Christian author Ravi Zacharias once said, “We should never judge a philosophy by its abuses, but by its truths.” This is true of the philosophy, principles and values enshrined in our Declaration. Just because only some of the founders opposed slavery and some did not choose to end it immediately does not negate the truth in our Declaration that “All men are created equal” and are “endowed by their Creator with certain unalienable Rights, that among these are Life, Liberty.”
It took more than 180 years of struggle between Americans to arrive at a national point of view in harmony with the ideals and principles of the Declaration. Slavery no longer exists in the United States, and civil rights have been assured to all people in our nation.
Over the 4th of July Holiday, Colin Kaepernick tweeted a portion of a speech by Frederick Douglass.

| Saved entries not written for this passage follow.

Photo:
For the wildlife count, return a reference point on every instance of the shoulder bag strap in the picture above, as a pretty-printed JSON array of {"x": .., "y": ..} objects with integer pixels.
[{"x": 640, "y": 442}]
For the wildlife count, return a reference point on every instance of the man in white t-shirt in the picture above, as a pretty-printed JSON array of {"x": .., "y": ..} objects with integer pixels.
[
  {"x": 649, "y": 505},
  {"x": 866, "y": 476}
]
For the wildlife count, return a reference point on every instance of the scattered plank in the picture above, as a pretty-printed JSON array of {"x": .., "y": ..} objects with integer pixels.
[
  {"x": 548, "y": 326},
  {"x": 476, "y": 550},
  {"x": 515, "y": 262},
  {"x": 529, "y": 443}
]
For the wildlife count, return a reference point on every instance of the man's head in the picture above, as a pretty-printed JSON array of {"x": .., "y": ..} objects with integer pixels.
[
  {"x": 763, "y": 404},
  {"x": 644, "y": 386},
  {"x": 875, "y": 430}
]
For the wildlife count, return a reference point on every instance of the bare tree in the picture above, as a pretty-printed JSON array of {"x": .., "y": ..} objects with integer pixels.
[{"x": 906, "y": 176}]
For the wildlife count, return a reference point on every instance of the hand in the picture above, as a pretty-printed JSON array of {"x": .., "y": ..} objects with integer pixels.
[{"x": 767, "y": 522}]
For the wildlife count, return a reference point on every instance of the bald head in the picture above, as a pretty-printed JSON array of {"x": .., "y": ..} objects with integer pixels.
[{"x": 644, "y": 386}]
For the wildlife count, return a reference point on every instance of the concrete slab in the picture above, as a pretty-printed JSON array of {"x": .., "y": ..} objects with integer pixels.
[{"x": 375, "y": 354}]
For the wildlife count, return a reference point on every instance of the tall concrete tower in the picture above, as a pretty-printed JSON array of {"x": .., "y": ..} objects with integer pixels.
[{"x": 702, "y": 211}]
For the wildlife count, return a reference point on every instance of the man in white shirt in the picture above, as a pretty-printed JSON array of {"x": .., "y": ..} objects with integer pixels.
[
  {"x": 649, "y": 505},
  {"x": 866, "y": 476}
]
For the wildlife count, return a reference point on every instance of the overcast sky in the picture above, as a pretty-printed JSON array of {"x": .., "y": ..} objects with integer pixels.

“What have I, or those I represent, to do with your national independence? ... This Fourth of July is yours, not mine. ...There is not a nation on the earth guilty of practices, more shocking and bloodier, than are the people of these United States, at this very hour.”
But context matters. If Mr. Kaepernick read the entire speech, he would know Frederick Douglass was staunchly anti-slavery but was hardly anti-American. In the very same speech, Douglass said, “I, therefore, leave off where I began, with hope. ...While drawing encouragement from ‘the Declaration of Independence,’ the great principles it contains, and the genius of American Institutions, my spirit is also cheered by the obvious tendencies of the age .... Allow me to say, in conclusion, notwithstanding the dark picture I have this day presented, of the state of the nation, I do not despair of this country.”
The Colin Kaepernicks of this world are blind to the blood and sacrifices of those who came before us to gain freedom and rights for black Americans. It’s an insult to them, an insult to their sacrifices, and an insult to the true progress that America has made.